Existe uma outra origem para a doença, apontada pelo Partido Comunista chinês: o vírus seria uma arma biológica criada pela CIA. Assim, é forçoso concluir que o relato feito pela sumidade ocidental da geografia, David Harvey, é no mínimo compatível com a propaganda chinesa. Isso é muito grave.

Não bastasse o panegírico da ditadura totalitária chinesa, o dr. Harvey aponta um dedo acusatório para as democracias ocidentais. Primeiro, estamos erradíssimos porque nossa medicina neoliberal não criou um remédio nem uma vacina para um vírus que não existia. (Tampouco a China, mas ele parece ter expectativas menos elevadas para com os homens não-brancos).

Diz ele: “Quarenta anos de neoliberalismo em toda Américas do Norte e do Sul e na Europa deixaram a população totalmente exposta e mal preparada para enfrentar uma crise de saúde pública”. Não seria mais simples dizer “Américas”? Seria, mas isso incluiria a América Central, onde está a gloriosa Cuba.
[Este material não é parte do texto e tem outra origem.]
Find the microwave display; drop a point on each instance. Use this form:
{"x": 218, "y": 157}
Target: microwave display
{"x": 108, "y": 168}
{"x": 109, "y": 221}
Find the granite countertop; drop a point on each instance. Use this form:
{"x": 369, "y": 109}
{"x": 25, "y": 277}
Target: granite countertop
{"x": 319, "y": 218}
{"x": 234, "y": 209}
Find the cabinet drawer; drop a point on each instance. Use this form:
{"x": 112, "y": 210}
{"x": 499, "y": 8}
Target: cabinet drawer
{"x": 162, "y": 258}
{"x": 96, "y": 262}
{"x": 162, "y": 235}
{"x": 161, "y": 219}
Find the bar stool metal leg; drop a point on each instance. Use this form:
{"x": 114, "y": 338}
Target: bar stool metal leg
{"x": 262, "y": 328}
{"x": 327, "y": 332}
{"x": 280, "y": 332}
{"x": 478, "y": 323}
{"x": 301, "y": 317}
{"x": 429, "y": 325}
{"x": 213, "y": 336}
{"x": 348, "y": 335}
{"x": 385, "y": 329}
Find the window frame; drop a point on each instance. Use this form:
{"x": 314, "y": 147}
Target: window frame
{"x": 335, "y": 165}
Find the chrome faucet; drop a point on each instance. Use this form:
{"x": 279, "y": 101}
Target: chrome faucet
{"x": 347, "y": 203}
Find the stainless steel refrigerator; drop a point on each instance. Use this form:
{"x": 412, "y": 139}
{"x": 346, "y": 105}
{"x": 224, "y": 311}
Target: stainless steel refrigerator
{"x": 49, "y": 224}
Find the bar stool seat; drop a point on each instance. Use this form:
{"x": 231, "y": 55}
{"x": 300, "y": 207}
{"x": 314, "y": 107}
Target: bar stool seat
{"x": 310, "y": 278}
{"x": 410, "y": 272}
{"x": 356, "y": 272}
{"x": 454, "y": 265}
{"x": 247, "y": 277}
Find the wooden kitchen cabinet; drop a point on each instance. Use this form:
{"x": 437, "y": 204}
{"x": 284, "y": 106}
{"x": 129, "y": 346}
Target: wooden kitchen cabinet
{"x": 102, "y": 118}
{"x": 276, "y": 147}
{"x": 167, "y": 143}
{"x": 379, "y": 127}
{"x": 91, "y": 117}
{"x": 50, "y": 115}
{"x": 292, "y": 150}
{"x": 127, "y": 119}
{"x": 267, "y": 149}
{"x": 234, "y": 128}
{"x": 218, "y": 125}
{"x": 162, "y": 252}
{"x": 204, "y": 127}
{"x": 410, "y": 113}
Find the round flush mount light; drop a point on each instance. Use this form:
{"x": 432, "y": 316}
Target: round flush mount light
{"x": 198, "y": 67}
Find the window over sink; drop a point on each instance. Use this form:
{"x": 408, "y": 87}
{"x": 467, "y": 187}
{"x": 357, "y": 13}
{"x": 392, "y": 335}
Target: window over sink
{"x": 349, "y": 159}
Na certa, para ele Cuba está muito preparada para receber a Covid-19 com os seus famélicos, enquanto manda seus médicos para a Itália para fins propagandísticos e pecuniários, pois abocanha-lhes grande naco do salário.

Segundo ainda o dr. Harvey, o neoliberalismo impediu que tivéssemos muitos profissionais contratados – como se apenas profissionais, sem equipamento, resolvessem o problema. Seria preciso que o Estado criasse vacinas para doenças inexistentes e contratasse profissionais numa quantidade muito superior à necessidade corrente.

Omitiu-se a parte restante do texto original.